The new ad, directed by George Hackforth-Jones for the charity Duty To Care, which provides mental health and wellbeing support to NHS workers, intends to remind people that ‘even superheroes need saving’

While the pandemic has affected everyone in society in a myriad of ways, it is clear that some sectors of the workforce have been more directly impacted than others, with NHS workers at the top of the list.

We may have clapped for the carers and dubbed them superheroes, but, as this ad highlights, after over a year dealing directly with the ill and dying in the pandemic, they may be in dire need of more support themselves.

The charity Duty To Care was set up last March by a doctor’s wife and aims to provide immediate, free support to NHS workers struggling due to high pressure at work via online sessions with psychotherapists, CBT therapists, yoga, mindfulness, meditation, nutrition experts and personal trainers.

To help raise awareness of the charity for those seeking support, as well as encourage donations, George Hackforth-Jones (who is a creative at ad agency AMV BBDO as well as a director) has created this film, which he hopes will highlight what NHS staff have experienced in the pandemic.

The film was created independently by a small team of volunteers, and Hackforth-Jones worked with NHS staff and a DTC therapist to craft an authentic representation of a nurse’s experience over the last year.

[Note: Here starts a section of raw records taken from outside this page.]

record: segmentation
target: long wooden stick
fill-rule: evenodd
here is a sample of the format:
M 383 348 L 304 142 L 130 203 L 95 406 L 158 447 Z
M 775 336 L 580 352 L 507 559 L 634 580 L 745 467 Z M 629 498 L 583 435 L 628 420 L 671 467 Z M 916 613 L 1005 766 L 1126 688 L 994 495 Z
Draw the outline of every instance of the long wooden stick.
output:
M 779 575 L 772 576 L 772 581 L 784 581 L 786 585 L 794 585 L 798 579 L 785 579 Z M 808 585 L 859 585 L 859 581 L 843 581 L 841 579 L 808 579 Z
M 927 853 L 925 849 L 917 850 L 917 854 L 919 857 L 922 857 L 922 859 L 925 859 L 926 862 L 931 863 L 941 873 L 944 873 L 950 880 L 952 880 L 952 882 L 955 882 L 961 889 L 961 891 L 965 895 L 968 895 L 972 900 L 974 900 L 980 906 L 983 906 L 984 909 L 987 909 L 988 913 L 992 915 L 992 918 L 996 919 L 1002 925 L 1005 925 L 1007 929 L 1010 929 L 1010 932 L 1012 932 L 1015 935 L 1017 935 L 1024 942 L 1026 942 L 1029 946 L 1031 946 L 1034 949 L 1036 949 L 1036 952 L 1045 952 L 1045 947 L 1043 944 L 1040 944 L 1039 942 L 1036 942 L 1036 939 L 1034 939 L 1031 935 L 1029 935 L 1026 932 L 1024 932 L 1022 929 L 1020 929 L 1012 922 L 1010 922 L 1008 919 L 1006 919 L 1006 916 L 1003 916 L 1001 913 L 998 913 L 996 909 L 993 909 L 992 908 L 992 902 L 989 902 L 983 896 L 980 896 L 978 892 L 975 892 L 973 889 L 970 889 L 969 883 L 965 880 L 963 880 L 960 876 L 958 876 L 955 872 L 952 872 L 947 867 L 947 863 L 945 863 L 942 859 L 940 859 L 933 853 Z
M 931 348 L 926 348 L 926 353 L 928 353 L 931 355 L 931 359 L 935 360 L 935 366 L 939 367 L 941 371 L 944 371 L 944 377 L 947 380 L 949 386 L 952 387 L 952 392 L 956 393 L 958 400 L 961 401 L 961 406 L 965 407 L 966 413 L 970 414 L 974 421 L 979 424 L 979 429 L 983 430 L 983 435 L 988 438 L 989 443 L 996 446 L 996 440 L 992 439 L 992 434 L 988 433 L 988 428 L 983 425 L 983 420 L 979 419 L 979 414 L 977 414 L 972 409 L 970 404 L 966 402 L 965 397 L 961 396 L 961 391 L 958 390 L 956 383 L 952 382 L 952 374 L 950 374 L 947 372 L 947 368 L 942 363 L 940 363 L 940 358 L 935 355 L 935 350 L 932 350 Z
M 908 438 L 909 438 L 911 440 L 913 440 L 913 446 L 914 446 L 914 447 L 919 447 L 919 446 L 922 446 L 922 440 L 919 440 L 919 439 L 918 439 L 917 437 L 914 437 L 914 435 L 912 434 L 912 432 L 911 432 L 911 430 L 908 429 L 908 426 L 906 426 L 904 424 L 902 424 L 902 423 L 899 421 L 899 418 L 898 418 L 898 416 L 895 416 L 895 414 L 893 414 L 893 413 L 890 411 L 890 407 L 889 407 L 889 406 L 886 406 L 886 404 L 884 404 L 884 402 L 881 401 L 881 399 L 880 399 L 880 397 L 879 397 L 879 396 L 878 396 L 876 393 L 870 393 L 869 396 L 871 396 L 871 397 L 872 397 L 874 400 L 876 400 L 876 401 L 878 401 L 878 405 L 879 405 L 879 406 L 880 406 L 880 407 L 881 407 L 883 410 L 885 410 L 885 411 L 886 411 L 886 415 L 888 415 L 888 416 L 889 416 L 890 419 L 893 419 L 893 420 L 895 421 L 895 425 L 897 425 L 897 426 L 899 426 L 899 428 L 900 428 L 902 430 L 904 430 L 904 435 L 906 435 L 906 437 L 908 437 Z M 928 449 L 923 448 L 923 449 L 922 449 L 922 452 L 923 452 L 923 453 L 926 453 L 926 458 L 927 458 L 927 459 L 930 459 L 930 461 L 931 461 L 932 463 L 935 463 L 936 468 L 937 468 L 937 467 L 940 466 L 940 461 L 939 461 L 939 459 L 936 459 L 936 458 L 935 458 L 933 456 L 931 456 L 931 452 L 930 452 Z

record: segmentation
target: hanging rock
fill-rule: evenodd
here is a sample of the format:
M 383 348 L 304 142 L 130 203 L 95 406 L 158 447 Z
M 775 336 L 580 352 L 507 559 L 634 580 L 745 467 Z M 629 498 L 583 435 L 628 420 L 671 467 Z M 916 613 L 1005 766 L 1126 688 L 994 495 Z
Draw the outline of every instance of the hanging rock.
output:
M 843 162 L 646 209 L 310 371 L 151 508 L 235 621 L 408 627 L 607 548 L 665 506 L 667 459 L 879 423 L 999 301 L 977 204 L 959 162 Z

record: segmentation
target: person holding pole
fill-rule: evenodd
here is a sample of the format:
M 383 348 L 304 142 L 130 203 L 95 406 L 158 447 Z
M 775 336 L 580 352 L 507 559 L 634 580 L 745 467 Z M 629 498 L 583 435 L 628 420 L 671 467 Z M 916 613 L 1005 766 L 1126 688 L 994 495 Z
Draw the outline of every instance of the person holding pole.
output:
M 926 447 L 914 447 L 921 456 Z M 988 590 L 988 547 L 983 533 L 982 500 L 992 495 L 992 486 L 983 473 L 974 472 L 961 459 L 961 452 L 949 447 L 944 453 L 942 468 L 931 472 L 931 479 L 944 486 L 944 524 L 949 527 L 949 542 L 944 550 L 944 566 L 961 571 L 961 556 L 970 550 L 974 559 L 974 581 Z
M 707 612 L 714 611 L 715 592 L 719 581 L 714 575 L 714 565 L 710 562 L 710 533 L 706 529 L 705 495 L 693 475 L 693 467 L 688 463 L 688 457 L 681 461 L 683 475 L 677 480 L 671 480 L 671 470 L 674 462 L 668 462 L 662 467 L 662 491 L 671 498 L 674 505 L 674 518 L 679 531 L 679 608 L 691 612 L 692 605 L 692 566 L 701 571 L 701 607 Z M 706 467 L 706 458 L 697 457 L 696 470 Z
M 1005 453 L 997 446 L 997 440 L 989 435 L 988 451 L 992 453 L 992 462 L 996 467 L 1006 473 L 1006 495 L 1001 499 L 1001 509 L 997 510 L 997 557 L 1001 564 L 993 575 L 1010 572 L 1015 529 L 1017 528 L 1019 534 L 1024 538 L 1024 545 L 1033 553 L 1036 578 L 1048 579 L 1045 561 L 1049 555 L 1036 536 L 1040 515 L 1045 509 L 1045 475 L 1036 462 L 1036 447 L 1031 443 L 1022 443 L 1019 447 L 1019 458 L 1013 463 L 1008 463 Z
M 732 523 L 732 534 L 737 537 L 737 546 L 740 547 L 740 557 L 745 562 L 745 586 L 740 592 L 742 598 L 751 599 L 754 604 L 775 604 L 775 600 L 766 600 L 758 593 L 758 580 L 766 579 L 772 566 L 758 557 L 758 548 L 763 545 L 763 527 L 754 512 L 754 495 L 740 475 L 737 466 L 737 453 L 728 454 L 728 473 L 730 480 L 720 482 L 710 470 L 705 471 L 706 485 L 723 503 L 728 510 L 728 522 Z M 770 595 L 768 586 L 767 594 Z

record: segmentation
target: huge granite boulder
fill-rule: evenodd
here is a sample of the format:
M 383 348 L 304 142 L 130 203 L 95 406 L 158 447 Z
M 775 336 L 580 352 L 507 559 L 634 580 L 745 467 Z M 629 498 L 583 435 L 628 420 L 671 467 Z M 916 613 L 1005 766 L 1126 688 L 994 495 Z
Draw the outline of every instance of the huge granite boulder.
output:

While the film features actor Lucy Scott-Smith as the nurse, it is based on real NHS workers’ experiences and the voiceover is made up entirely of anonymous verbatims taken from actual therapy sessions.

“One of the things we wanted to address in the film was the idea surrounding NHS workers being superheroes,” says Hackforth-Jones. “This is language that’s been around from the early days of the pandemic and while it comes from a good place, it can put unrealistic expectations on these people. To a certain extent it can also make the public think these carers are immune to the real emotional effects this work has. We wanted to show that while the job they do is superhuman, they are at the end of the day just ordinary people, having to cope with extraordinary circumstances.”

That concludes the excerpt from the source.